- Born: 1958 Bishnupur, Namapada, Puri, Odisha
- Died: 1 April 2024 (aged 65–66) Bhubaneswar
- Known for: Odia singer
- Awards: Odisha Sangeet Natak Academy Award

= Shantilata Barik =

Indian Odia-language singer (1958–2024)

Shantilata Barik (1958 - 1 April 2024) was an Indian singer who mainly worked in the Odia film and music industry, who was popular for devotional songs. She was a certified singer of Akashvani Cuttack.

== Early life ==
Barik was born in 1958 in Bishnupur village under Puri district, Odisha, India to Basudev Barik and Kamala Devi. She was married to Basant Chhotray, a resident of Kusubenti village under Brahmagiri administration. The couple has two sons.

== Career ==

She started her career in music after professional training from music teachers like Balakrushna Das, Markandeya Mohapatra, Sinhari Shyamasundar Kar and a degree (Acharya) from Utkala Sangeet Mahavidyalya. In 1978, she came to limelight with the popular Odia devotional song, He Chakanayana, a song on lord Jagannath.

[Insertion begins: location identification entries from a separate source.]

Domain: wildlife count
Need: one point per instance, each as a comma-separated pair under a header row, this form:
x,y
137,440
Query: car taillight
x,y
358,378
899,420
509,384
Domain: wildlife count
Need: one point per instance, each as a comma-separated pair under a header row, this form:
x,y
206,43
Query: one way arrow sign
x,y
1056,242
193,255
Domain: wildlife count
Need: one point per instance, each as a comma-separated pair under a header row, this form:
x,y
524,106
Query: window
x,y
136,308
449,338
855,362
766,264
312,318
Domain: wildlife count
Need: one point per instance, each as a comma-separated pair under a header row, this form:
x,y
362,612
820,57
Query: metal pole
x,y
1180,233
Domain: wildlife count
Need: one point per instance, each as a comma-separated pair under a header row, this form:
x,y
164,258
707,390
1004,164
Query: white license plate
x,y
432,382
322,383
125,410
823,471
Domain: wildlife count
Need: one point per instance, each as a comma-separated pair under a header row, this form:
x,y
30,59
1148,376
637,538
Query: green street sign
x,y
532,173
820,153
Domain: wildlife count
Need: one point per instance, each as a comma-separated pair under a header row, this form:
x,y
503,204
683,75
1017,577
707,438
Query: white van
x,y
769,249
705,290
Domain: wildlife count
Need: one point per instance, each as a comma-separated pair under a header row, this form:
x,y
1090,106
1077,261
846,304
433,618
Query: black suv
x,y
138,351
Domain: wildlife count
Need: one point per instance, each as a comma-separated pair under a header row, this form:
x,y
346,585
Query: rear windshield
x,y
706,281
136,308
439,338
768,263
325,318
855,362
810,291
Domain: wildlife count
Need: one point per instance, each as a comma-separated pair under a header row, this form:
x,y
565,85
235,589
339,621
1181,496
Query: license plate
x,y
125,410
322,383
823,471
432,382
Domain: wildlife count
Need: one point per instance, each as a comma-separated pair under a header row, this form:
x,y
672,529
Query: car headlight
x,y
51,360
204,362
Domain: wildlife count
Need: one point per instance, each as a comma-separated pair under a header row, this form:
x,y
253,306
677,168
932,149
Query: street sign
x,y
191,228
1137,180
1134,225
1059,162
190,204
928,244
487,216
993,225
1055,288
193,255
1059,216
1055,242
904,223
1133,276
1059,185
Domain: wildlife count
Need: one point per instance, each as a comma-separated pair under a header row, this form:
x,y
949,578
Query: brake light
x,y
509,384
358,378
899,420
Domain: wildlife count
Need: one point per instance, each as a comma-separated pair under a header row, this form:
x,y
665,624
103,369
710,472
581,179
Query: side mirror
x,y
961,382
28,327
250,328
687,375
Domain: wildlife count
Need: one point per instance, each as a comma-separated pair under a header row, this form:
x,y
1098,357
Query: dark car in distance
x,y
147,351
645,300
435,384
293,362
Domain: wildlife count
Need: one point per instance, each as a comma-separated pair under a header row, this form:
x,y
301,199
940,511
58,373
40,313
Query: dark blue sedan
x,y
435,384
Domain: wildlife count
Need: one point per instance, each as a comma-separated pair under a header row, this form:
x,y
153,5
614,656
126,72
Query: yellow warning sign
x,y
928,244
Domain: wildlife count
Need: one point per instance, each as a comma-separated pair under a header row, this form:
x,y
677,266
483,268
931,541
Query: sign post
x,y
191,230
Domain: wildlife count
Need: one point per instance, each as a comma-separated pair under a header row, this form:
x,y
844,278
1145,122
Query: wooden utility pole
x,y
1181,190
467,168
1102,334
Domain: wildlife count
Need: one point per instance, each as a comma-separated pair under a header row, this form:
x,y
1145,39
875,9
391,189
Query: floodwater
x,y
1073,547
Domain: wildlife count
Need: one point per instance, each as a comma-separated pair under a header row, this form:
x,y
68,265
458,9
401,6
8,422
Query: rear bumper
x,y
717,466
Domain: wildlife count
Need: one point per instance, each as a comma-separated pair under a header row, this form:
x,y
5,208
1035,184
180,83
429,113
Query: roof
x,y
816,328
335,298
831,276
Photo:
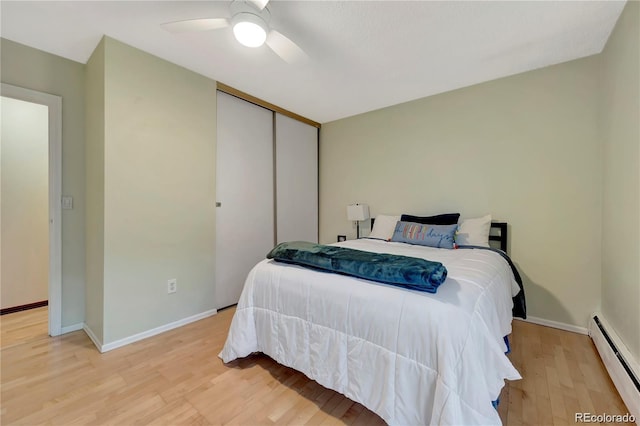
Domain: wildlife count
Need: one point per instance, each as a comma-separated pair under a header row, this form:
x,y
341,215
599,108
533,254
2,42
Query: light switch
x,y
67,203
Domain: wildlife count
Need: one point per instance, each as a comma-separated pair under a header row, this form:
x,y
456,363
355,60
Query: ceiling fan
x,y
250,23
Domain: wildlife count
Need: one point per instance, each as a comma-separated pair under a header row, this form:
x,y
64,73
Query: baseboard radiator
x,y
620,364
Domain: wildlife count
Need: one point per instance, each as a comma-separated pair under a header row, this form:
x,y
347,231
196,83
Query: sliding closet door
x,y
244,193
296,180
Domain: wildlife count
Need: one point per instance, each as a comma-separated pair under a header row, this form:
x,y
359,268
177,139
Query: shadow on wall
x,y
541,303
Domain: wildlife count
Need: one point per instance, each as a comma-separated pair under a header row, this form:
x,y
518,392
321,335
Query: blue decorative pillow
x,y
440,236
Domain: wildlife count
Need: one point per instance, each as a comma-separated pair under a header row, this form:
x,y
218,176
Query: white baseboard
x,y
128,340
555,324
93,337
70,328
626,388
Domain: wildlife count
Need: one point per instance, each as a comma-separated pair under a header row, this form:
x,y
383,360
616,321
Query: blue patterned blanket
x,y
402,271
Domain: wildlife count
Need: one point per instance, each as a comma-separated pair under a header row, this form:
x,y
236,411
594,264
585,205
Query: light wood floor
x,y
176,378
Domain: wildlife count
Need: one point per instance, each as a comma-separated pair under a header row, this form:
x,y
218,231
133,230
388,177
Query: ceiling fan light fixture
x,y
249,29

Songs like Thaka mana chala jiba..., Bhaji bhaji to nama..., Jagannatha tume bada chhalia became popular and she became a household name in Odisha.

== Movies ==

- 1982: Basanti Apa - playback singer

== Award ==

- Odisha Sangeet Natak Academy awards

== Death ==
Barik died from cancer at a private hospital in Bhubaneswar on April 1, 2024. She has been suffering from cancer since 2011, and after COVID-19, her health condition was unstable.